What carried her family through was their community in Hermantown, Minn., cheering Cade with signs and wearing orange—the typical color of leukemia cancer ribbons—at a 5k he had been planning to run and at a local football game.

It was at a benefit event for Cade that Slattengren was first introduced to the Northern Lights Foundation.

“Ken came forward and said, the Northern Lights Foundation has learned about your family, and we want to help you,” she says. He explained they could use the check for anything they needed.

“I remember just giving Ken the biggest hug,” Slattengren says. “It was like the community—the larger Duluth community—just wrapping their arms around us.”

That’s a sentiment shared by Dr. Ross Perko, a pediatric oncologist at Essentia Health in Duluth, who treated Cade and serves on the foundation’s board.

“You can have the best insurance in the world, but it doesn’t put gas in your car, it doesn’t pay for hotel rooms, it doesn’t cover childcare,” Perko says. “So, what this is meant to do, is offset that little thing.” For grantees, the extra financial support means “that ‘I felt that there were people behind me, and that there’s a community behind me.’”
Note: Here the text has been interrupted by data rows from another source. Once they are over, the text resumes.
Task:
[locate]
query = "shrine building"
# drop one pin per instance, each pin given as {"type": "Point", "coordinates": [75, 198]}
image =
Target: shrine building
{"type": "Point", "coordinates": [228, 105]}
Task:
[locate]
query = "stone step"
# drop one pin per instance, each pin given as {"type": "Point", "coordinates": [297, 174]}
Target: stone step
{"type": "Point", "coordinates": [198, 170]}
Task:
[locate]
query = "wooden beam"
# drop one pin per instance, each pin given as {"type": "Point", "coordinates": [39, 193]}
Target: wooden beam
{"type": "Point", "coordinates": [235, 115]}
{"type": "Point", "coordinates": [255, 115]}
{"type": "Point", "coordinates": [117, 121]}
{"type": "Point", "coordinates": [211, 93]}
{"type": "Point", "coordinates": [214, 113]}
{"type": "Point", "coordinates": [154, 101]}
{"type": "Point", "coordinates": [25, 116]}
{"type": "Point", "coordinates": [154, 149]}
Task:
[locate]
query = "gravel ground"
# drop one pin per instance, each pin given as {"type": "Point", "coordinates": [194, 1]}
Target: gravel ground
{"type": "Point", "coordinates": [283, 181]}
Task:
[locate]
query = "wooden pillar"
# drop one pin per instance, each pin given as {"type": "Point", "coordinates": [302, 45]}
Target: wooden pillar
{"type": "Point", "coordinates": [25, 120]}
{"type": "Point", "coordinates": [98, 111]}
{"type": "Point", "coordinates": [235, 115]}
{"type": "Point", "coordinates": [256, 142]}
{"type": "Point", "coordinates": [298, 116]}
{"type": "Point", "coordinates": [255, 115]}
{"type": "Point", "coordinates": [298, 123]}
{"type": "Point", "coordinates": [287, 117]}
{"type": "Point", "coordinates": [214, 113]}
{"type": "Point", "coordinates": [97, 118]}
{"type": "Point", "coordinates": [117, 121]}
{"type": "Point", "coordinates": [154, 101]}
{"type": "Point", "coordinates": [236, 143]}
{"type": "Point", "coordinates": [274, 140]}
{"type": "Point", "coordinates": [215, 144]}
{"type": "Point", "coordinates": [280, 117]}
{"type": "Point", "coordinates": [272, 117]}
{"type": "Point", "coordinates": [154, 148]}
Even within the foundation, Larson built a community: Several of his board members are past grant recipients who became inspired to give back. His galas attract so many former parents and children in recovery that Perko calls it a “homecoming.”

Ken’s Impact

The Northern Lights Foundation has created a network of neighbors helping neighbors, and several of those neighbors—including the man who started it all—have walked a similar path to those they help.

“If somebody came up to Ken and said, ‘Ken, I want to donate $10 million to the Northern Lights Foundation,’ he would treat that individual the exact same way as he would treat the person that wants to give $100,” Perko says.
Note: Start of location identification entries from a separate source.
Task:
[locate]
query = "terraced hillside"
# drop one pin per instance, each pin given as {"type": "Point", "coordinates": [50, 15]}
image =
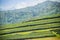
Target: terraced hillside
{"type": "Point", "coordinates": [43, 24]}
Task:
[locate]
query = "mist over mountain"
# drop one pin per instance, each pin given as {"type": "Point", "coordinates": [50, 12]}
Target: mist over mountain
{"type": "Point", "coordinates": [28, 13]}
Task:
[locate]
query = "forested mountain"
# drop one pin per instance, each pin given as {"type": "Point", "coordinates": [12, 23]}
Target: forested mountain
{"type": "Point", "coordinates": [28, 13]}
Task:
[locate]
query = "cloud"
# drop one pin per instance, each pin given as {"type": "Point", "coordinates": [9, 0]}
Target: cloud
{"type": "Point", "coordinates": [55, 0]}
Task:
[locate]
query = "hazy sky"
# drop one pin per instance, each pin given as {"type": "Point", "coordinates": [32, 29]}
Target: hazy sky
{"type": "Point", "coordinates": [17, 4]}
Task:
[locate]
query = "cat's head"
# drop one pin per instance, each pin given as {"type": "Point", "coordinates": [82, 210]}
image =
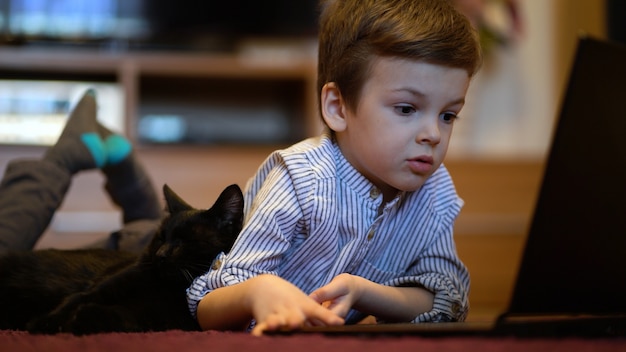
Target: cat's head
{"type": "Point", "coordinates": [189, 239]}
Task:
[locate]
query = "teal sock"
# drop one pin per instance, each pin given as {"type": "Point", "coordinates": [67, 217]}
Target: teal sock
{"type": "Point", "coordinates": [96, 147]}
{"type": "Point", "coordinates": [79, 147]}
{"type": "Point", "coordinates": [118, 148]}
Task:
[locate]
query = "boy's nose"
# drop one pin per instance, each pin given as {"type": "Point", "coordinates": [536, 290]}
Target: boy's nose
{"type": "Point", "coordinates": [428, 131]}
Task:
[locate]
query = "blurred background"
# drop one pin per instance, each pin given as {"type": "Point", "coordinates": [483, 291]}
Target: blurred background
{"type": "Point", "coordinates": [207, 89]}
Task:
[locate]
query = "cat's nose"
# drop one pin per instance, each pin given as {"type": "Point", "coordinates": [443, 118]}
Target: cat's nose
{"type": "Point", "coordinates": [163, 251]}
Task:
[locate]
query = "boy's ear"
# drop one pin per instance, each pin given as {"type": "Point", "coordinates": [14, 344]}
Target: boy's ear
{"type": "Point", "coordinates": [333, 107]}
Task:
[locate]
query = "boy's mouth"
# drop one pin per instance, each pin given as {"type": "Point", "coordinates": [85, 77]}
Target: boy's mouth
{"type": "Point", "coordinates": [421, 164]}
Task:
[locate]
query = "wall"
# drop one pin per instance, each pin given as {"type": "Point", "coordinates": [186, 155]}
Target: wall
{"type": "Point", "coordinates": [515, 98]}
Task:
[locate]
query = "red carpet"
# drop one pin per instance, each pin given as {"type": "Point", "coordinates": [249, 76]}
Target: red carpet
{"type": "Point", "coordinates": [179, 341]}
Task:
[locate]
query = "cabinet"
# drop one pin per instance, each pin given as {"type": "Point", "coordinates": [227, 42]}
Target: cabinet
{"type": "Point", "coordinates": [244, 98]}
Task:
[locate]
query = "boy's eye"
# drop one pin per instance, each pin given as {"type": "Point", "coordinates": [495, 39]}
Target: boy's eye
{"type": "Point", "coordinates": [405, 109]}
{"type": "Point", "coordinates": [448, 117]}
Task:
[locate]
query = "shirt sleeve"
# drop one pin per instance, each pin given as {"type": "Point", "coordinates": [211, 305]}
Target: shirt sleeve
{"type": "Point", "coordinates": [273, 218]}
{"type": "Point", "coordinates": [440, 271]}
{"type": "Point", "coordinates": [437, 267]}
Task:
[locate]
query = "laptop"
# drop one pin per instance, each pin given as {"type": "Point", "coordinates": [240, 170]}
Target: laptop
{"type": "Point", "coordinates": [572, 276]}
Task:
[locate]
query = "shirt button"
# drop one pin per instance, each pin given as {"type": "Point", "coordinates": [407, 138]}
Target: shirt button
{"type": "Point", "coordinates": [216, 264]}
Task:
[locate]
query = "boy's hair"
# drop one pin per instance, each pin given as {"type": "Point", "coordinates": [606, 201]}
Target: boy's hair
{"type": "Point", "coordinates": [353, 32]}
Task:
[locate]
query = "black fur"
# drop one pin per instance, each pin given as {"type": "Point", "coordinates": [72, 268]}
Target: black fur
{"type": "Point", "coordinates": [91, 291]}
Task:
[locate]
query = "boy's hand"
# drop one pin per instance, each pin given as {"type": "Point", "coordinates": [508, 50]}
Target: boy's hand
{"type": "Point", "coordinates": [339, 295]}
{"type": "Point", "coordinates": [278, 304]}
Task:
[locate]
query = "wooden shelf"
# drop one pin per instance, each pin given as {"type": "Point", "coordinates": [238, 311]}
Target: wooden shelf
{"type": "Point", "coordinates": [135, 71]}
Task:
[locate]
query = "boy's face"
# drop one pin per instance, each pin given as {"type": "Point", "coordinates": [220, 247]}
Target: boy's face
{"type": "Point", "coordinates": [399, 134]}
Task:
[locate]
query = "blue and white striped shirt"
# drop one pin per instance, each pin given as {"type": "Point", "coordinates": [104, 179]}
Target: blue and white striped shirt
{"type": "Point", "coordinates": [311, 216]}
Perko recalls how Larson hand-delivered a check to a family who had been approved for a grant. “They were just kind of blown away” that the head of a foundation would do that, Perko says.

Cade Slattengren, who is now in remission and starting school in Duluth to become a physician’s assistant, has joined Christi to speak on behalf of the Northern Lights Foundation over the years.

And the charity keeps expanding. For example, Larson’s son Michael helped open a new chapter in Minneapolis-Saint Paul, and Larson hopes to bring on an executive director. Still, he has no plans to retire from the project that’s given him so much meaning, despite the personal emotions he feels bubble up when entering families’ worst days. Of course, some of the children don’t get better.

“We had [a former grant recipient]—a 22-year-old, just pass,” he says. “The celebration of life was just yesterday. Experiences like this are reminders of the difficult realities we face often.”

He adds, “It hurts, but it helps. Not only are we helping these families, but it’s also been a way for me to heal over the years. I could just stop and play golf for the rest of my life, but I don’t want to do that. I need to have a purpose, and this is my purpose, along with real estate now.”

The foundation’s Volunteer of the Year Award has been renamed to the Nicole Marie Larson Light of Hope Award, keeping her legacy of compassion alive, Larson says.


REALTOR® Kenneth Larson of Edina Realty, Minneapolis and Duluth, Minnesota, is founder of the Northern Lights Foundation.